ものみの塔裁判の準備書面を公開
ものみの塔と裁判をしている件。控訴審で私から提出した控訴人第2準備書面を期間限定公開中。ものみの塔の財務文書提出命令の法的根拠について述べた第8章後半。
(2)引用文書該当性
被控訴人は、財務文書の「存在に言及しただけ」であり引用には当たらないと主張する(意見書2頁)。しかし、被控訴人は寄附運用の適正性や適法性の主張の根拠として、財務文書の内容的性質を前提に論旨を構成しており(被告第2準備書面2頁)、これは形式的な「存在の言及」を超え、実質的に内容を引用している。
大阪地決昭和61年5月28日(判時1209号16頁)は、「文書を提出せずに、その存在及び内容を積極的に申立てて心証を一方的に形成させる危険を避けるため、引用した文書は相手方の批判にさらす必要がある」と判示し、さらに「主張を明確にするために文書の存在について、具体的、自発的に言及し、かつその存在・内容を積極的に引用した場合」に引用文書に該当するとして、内容的要素を主張の根拠に用いる行為そのものが引用に該当することを明確にしている。

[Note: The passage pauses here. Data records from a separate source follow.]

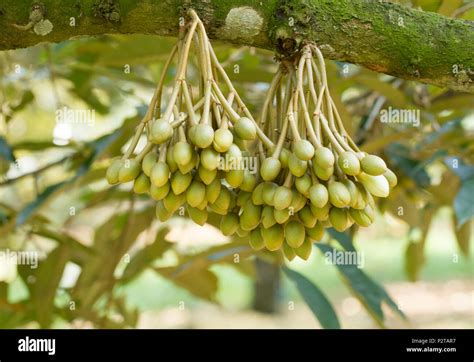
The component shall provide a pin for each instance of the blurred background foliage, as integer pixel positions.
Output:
(105, 261)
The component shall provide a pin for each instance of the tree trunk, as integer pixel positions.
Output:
(376, 34)
(267, 283)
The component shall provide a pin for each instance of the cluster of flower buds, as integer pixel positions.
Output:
(281, 181)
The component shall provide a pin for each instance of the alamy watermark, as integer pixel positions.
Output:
(67, 115)
(341, 257)
(20, 257)
(396, 115)
(238, 163)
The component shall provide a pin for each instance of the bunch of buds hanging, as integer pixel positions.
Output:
(192, 144)
(313, 176)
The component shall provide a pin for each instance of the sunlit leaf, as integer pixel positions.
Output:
(464, 202)
(371, 294)
(315, 299)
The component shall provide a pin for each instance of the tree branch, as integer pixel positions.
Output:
(376, 34)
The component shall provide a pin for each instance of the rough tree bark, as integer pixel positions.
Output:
(376, 34)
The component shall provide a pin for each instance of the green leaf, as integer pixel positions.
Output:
(394, 95)
(448, 7)
(33, 206)
(46, 281)
(315, 299)
(463, 236)
(414, 259)
(197, 280)
(414, 169)
(371, 294)
(464, 202)
(6, 151)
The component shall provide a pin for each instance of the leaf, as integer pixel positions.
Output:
(427, 5)
(464, 202)
(46, 281)
(365, 289)
(414, 169)
(112, 240)
(33, 206)
(6, 151)
(79, 253)
(463, 236)
(395, 96)
(198, 280)
(460, 168)
(448, 7)
(145, 257)
(414, 259)
(315, 299)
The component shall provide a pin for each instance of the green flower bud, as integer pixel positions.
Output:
(282, 198)
(270, 169)
(324, 158)
(112, 174)
(289, 252)
(197, 215)
(273, 237)
(203, 136)
(373, 165)
(318, 195)
(251, 216)
(349, 163)
(206, 176)
(245, 129)
(303, 184)
(229, 224)
(297, 167)
(391, 178)
(256, 239)
(182, 153)
(268, 219)
(148, 162)
(307, 218)
(213, 190)
(159, 193)
(223, 139)
(304, 150)
(315, 233)
(339, 219)
(210, 159)
(295, 233)
(304, 251)
(160, 174)
(161, 212)
(141, 184)
(339, 195)
(281, 216)
(172, 202)
(323, 173)
(195, 194)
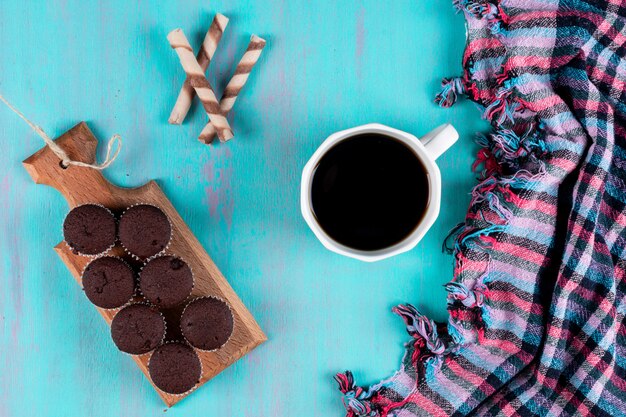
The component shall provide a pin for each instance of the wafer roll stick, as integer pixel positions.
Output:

また、大阪高決平成23年1月20日(判時2113号107頁)は、「文書の存在及び内容を引用しながら提出しないことが信義則に反し公平性を害することに引用文書制度の根拠がある」とした上で、「提出しないことが信義則違反といえない場合には引用文書には当たらない」と判示し、引用文書該当性は形式ではなく実質により判断されるべきことを示している。
加えて、大阪地決昭和60年1月14日(判タ552号197頁)は、「文書の存在に間接的に言及し、その内容を要約して主張の根拠とした場合には引用に当たる」と判示しており、被控訴人のように財務文書の内容的性質を前提として主張を構成する行為は、典型的な「内容の引用」に該当する。

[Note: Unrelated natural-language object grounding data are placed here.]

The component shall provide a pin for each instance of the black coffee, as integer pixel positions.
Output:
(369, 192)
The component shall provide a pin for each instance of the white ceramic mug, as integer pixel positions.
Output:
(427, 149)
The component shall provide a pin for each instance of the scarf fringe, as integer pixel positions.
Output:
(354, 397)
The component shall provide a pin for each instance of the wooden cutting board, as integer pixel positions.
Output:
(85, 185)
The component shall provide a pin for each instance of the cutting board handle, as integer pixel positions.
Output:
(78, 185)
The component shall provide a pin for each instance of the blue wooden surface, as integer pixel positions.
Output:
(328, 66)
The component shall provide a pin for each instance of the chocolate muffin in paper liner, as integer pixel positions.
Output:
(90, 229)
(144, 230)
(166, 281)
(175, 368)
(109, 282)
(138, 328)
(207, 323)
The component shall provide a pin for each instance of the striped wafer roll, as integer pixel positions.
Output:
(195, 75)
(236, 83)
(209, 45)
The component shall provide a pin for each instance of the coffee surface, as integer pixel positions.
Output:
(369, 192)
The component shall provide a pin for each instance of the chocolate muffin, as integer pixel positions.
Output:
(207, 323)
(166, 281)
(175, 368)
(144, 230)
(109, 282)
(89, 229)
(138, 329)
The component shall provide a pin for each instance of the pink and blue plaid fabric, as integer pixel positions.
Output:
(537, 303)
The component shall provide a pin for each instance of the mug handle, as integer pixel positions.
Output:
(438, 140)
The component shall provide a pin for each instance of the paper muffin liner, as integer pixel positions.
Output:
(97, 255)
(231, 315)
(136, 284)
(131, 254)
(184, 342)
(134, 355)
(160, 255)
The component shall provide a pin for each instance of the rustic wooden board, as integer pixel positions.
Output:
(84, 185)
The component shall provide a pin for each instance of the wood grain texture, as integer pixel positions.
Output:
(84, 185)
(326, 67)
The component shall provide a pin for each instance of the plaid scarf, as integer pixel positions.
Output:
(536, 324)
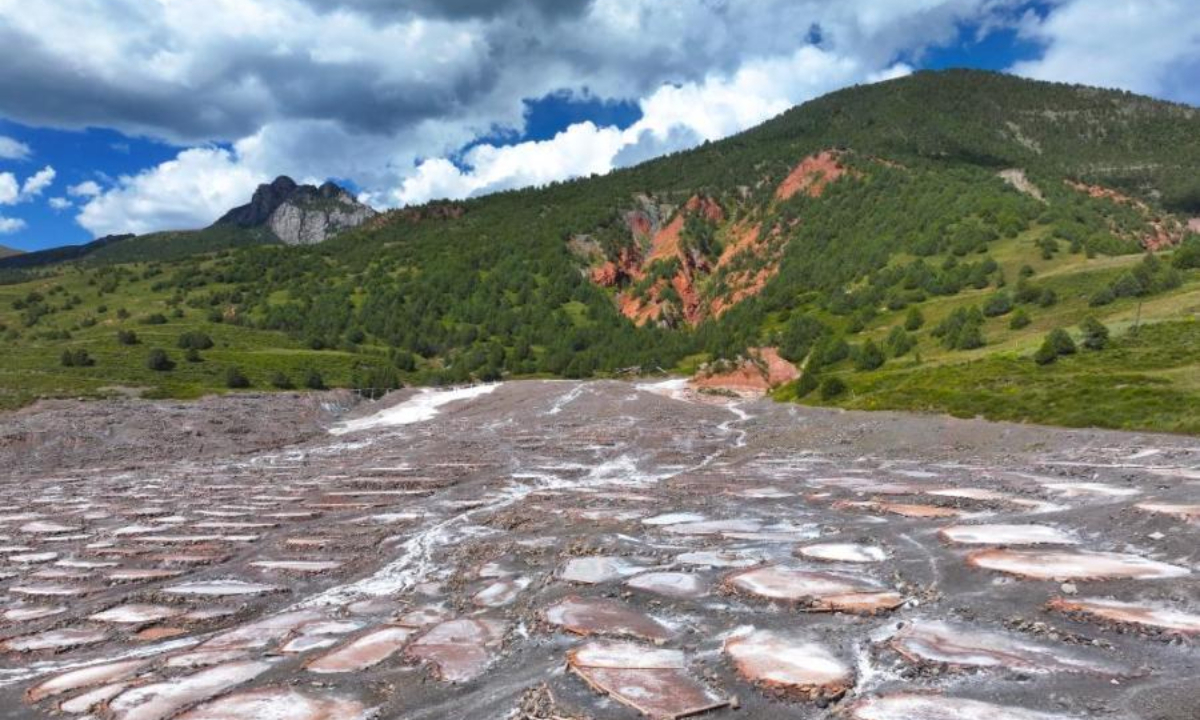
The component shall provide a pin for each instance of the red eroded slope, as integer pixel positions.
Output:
(811, 177)
(1164, 231)
(763, 370)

以上の判例法理に照らせば、被控訴人が財務文書の内容的性質を主張の根拠として用いている以上、本件財務文書は引用文書に該当し、提出義務を負う。それにもかかわらず提出を拒むことは、訴訟手続における信義則に反し、公平性を著しく害する。
(3)利害関係人性の認定と不当目的性の否定
被控訴人は、控訴人には利害関係も正当な利益もなく、不当な目的に基づく申立てであると主張する(意見書3頁)。
しかし、控訴人は本件寄附の当事者であり、寄附の使途の解明は控訴人の法的利益に直結する。したがって、控訴人が利害関係人であることは明らかである。
また、控訴人の閲覧請求は、寄附勧誘の適法性を検証するための正当な利益に基づくものである。
被控訴人の述べる「嫌がらせ」論は根拠を欠き、第一審においても訴権濫用は否定されている。控訴人の行動は公益性に基づくものであり、不当目的には該当しない。被控訴人が嫌がらせとして挙げる点については、第11の(4)にて反論する。
(4)利益文書・法律関係文書該当性
被控訴人は、財務文書が利益文書にも法律関係文書にも該当しないと主張する(意見書3頁)。
しかし、利益文書とは、「利益を間接的・客観的に証明し、またはこれを基礎付けるもの」であり、法律関係文書とは「契約関係を要せず、法律関係と密接な関連を有する事項を記載した文書」とされている(戸塚貴晴「民事訴訟法上の文書提出義務について」金融研究18巻1号、1999.3、150頁)。
被控訴人自身、財務文書を寄附運用に関する適正・適法性を裏付けるものとして主張しており、財務文書は寄附者である控訴人の利益を間接的に基礎付けるものであって、利益文書に該当する。また、寄附契約と密接に関連する事項を記載している以上、法律関係文書にも該当する。
以上のとおり、財務文書の提出がなければ事実関係の解明は不可能であり、文書提出命令の発令要件も充足する。